La carne argentina tiene mucha fama, pero créame que la uruguaya es mucho mejor. Dicen que es porque el ganado sólo come pasto orgánico. En Uruguay la palabra "transgénico" es una grosería. Antes de regresar hacia Pocitos, váyase a la zona del puerto. Allí fíjese en el cielo y verá la punta de un edificio de factura modernísima, con 160 m de altura.
Llegue hasta La Aguada, es el Complejo Torre de las Comunicaciones, construido en una de las zonas más antiguas, frente a la bahía y el puerto. Forma parte del Plan Fénix de revitalización urbana. Allí operan las telefónicas y cuenta con biblioteca, mirador y auditórium.
Carrasco
Alguna vez fue un suburbio de la ciudad de Montevideo, donde los montevideanos de alto nivel social tenían sus casas de veraneo. Ahora forma parte de la urbe capitalina. Exhibe una mezcla de arquitectura de ya tres siglos. Hay casonas hermosas de épocas de finales del XIX y principios del XX, viviendas que parecen transportadas de cualquier ciudad europea, todo ello confundido con edificaciones híper modernas con diseño siglo XXI.
Carrasco cuenta con dos o tres calles o avenidas repletas de tienditas y restaurantes. Y abundan los cafés. No deje de visitar el supermercado, no inmenso pero tan bien surtido que pasear por él forma parte de lo que llamo "la experiencia oriental". Entre Carrasco y Pocitos, sobre la bahía, hay un bar-restaurant de quedarse con la boca abierta. Se llama Heming-Way, en clara alusión y homenaje al escritor Ernest Hemingway. No se lo puede perder. Un par de horas allí y usted concluirá que Dios estaba de muy buen humor y los ángeles estaban de fiesta el día que se hizo la Bahía de Montevideo.
Vámonos para Punta del Este
Fuimos en julio (invierno en el sur), la ciudad estaba en paz. Eso nos permitió recorrerla. La avenida que bordea la playa es fantástica, para detallar una diversidad en una ciudad cuya vocación es el verano. No se pierda esa expedición por las calles de la Punta no turística.

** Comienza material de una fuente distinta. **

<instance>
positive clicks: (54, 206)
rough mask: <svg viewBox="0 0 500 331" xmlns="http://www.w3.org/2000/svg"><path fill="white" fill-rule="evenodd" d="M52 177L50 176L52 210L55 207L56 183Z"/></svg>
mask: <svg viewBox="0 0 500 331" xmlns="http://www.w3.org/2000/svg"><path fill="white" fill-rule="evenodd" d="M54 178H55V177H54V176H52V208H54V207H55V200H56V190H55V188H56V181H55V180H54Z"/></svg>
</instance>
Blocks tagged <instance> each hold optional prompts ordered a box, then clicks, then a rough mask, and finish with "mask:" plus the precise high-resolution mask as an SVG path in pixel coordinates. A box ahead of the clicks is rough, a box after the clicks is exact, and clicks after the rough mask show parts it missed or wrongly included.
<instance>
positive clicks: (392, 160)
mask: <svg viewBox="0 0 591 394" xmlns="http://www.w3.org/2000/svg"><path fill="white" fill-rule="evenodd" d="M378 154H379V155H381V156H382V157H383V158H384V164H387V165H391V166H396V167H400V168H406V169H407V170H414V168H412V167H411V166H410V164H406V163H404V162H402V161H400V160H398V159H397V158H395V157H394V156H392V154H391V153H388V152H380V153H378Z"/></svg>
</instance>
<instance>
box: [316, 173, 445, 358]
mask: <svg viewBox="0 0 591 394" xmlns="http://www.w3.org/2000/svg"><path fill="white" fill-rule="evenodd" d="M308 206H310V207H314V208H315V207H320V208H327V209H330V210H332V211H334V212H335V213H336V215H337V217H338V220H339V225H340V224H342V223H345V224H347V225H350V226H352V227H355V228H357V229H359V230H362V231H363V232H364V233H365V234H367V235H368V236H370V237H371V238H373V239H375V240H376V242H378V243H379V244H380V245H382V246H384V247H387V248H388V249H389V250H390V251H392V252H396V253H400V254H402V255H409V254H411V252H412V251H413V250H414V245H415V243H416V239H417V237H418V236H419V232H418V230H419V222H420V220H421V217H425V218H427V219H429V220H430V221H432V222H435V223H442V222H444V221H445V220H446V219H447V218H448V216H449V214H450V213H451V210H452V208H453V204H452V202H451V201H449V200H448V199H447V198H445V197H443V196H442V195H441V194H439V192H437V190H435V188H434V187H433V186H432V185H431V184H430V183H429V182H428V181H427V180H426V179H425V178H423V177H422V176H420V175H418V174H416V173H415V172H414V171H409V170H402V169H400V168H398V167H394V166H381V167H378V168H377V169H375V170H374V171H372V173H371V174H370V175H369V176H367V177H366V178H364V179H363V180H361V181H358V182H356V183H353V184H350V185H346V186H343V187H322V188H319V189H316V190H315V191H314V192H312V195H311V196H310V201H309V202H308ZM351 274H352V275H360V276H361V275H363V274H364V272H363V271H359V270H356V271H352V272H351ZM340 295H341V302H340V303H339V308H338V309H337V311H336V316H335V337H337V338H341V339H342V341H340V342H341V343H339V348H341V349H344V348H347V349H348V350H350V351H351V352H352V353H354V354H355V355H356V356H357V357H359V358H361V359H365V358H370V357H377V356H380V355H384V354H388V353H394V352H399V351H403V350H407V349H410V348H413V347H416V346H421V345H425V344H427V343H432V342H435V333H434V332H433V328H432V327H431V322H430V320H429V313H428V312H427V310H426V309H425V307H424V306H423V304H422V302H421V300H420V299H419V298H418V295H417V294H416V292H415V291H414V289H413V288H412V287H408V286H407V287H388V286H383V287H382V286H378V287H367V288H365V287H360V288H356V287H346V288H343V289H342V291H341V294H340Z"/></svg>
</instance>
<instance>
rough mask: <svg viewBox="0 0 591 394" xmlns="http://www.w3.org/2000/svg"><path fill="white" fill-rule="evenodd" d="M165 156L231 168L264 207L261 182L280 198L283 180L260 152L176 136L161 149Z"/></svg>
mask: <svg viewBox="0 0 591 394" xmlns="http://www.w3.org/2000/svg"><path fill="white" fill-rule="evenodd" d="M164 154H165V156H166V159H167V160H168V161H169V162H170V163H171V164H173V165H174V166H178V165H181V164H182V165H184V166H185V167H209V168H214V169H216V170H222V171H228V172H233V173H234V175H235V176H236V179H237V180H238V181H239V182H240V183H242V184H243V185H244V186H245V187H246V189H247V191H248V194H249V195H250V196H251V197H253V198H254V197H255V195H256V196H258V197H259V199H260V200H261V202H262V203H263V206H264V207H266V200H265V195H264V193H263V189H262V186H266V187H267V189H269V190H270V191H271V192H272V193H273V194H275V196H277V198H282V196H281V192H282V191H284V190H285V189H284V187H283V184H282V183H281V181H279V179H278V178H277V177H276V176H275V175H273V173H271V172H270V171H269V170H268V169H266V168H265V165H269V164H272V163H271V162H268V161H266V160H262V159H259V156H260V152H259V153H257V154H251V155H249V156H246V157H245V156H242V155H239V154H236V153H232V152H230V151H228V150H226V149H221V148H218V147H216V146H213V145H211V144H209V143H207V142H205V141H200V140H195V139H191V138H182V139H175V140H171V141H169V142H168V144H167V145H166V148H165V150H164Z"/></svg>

Casi llegando al final de la costanera, frente a unas marinas hay varios restaurantes. Muchos aparecen en guías de turismo. Nos decidimos por El Secreto. Máxima recomendación. Por los lejanos 40 s, la Barra de Maldonado era un pueblo de pescadores. Con los años fue creciendo en tamaño y en popularidad debido al aumento demográfico ocurrido a partir de la aparición de tiendas, restaurantes, pequeñas galerías de arte y artesanía, y algunas de las casas de playa más lindas que he visto en mi vida.
La Barra es el suburbio de Punta del Este, con regulaciones que impiden edificios altos. Las calles se van estrechando hasta convertirse en un collage de avenidas pequeñas. Busque el puente ondulado o "Puente de La Barra". Cuando lo cruce tendrá una sensación de vértigo.